The scandal around how Tshabalala managed to evade arrest since 1998, how he was employed as a crime intelligence officer despite having a criminal record and how he got top security clearance has left SA Police Service bosses red-faced and spurred them into action.

National police commissioner General Riah Phiyega said yesterday: "This is an extremely serious matter."

The Times exposed Tshabalala's chequered past soon after his arrest three weeks ago for alleged involvement in a R3-million cash-in-transit heist in February.

He is also being investigated in connection with seven other cash-in-transit heists in which more than R30-million was stolen.

The Times has learnt that Phiyega and the head of the Hawks, Lieutenant-General Anwar Dramat, led a high-level meeting in Pretoria yesterday at which the police commissioner apparently ordered that Dramat personally oversee an investigation into Tshabalala.

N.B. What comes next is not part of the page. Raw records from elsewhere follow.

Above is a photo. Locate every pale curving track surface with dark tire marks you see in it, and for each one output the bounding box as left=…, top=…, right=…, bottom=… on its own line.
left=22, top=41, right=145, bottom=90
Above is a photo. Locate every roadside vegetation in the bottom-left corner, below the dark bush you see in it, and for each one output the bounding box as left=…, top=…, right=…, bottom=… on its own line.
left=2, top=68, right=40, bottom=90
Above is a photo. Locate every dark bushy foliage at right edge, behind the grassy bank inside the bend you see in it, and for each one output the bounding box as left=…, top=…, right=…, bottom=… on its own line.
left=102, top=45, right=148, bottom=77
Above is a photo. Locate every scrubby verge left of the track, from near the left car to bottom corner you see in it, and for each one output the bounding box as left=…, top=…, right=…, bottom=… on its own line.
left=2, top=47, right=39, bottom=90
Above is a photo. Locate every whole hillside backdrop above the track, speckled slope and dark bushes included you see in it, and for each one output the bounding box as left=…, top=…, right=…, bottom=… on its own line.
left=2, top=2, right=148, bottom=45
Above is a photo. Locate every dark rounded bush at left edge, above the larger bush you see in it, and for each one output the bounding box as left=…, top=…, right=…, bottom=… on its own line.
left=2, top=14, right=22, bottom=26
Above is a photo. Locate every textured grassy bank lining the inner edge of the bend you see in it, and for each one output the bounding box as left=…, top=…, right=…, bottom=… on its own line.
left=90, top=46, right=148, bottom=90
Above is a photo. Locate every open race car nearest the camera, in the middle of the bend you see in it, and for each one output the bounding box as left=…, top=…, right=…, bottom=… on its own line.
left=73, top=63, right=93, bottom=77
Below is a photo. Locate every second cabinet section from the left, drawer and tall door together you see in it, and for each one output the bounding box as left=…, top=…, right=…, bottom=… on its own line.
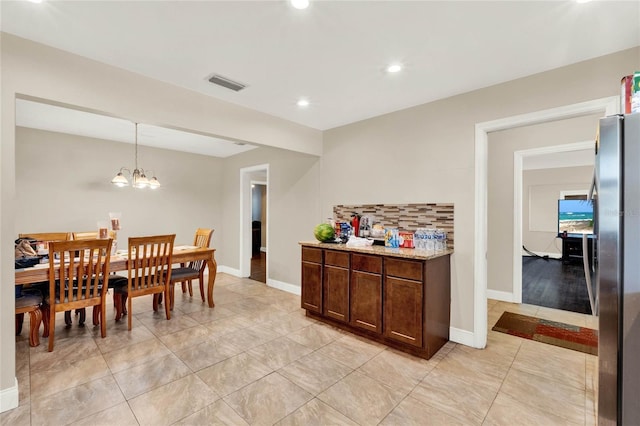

Police sources close to the investigation said the 39-year-old officer was possibly entering negotiations that would purportedly expose high-ranking officers and a web of alleged corruption.

It is suspected that Tshabalala used his knowledge of their activities and those behind them to stay out of prison.

But Tshabalala's lawyer, Dolph Jonker, yesterday denied any knowledge of plea negotiations, "in this or any other matter".

"There is nothing more I want to tell you about this or any other matter relating to Tshabalala," Jonker said.

Phiyega is said to have demanded at yesterday's meeting to be informed of Tshabalala's new prison number - 213218917.

This, according to sources, is so she can be sure he is finally behind bars. She wants Dramat to investigate who squashed a May 1998 warrant for Tshabalala's arrest and the related serious security breaches at the SAPS criminal record centre. The warrant, executed against a surprised Tshabalala in his prison cell yesterday, relates to a 1994 armed robbery in Pretoria.

He was convicted and sentenced in 1996 to 10 years in prison, but appealed the sentence after serving just two weeks of it.

In 1998, he abandoned his appeal, which prompted the issuing of the warrant.

But Tshabalala never returned to prison and, in fact, joined the police service in 2002. Within six months he was promoted from the rank of constable to captain.

Yesterday, Tshabalala told officers he had never known his appeal had failed and if he had, he would have handed himself over to police.

He is being held in Groenpunt maximum-security prison in Free State awaiting trial in the Sasolburg cash-in-transit heist case.

Tshabalala abandoned his bail application on Wednesday.

But his co-accused, Sergeant Willby Molefe, Sipho Nkosi, Mapotswe Moloi, Lehlogonolo Tiekelele and Sipho Motsamayi, are still pursuing their bail applications and will appear in the Sasolburg Magistrate's Court again next week.

Tshabalala has been put in a single cell because, police say, he is considered a high-risk prisoner who cannot be booked out without notification of the investigators.

A detective, however, said the placing of Tshabalala in a single cell showed the influence he still wielded.

"We believe the level of corruption Tshabalala potentially has knowledge of goes right to the top. It is around past and present senior officers," the detective said.

Hawks spokesman Captain Paul Ramaloko declined to comment on any aspect of the investigations of Tshabalala.

"He is a sentenced prisoner and is awaiting trial in connection with the Sasolburg heist," he said.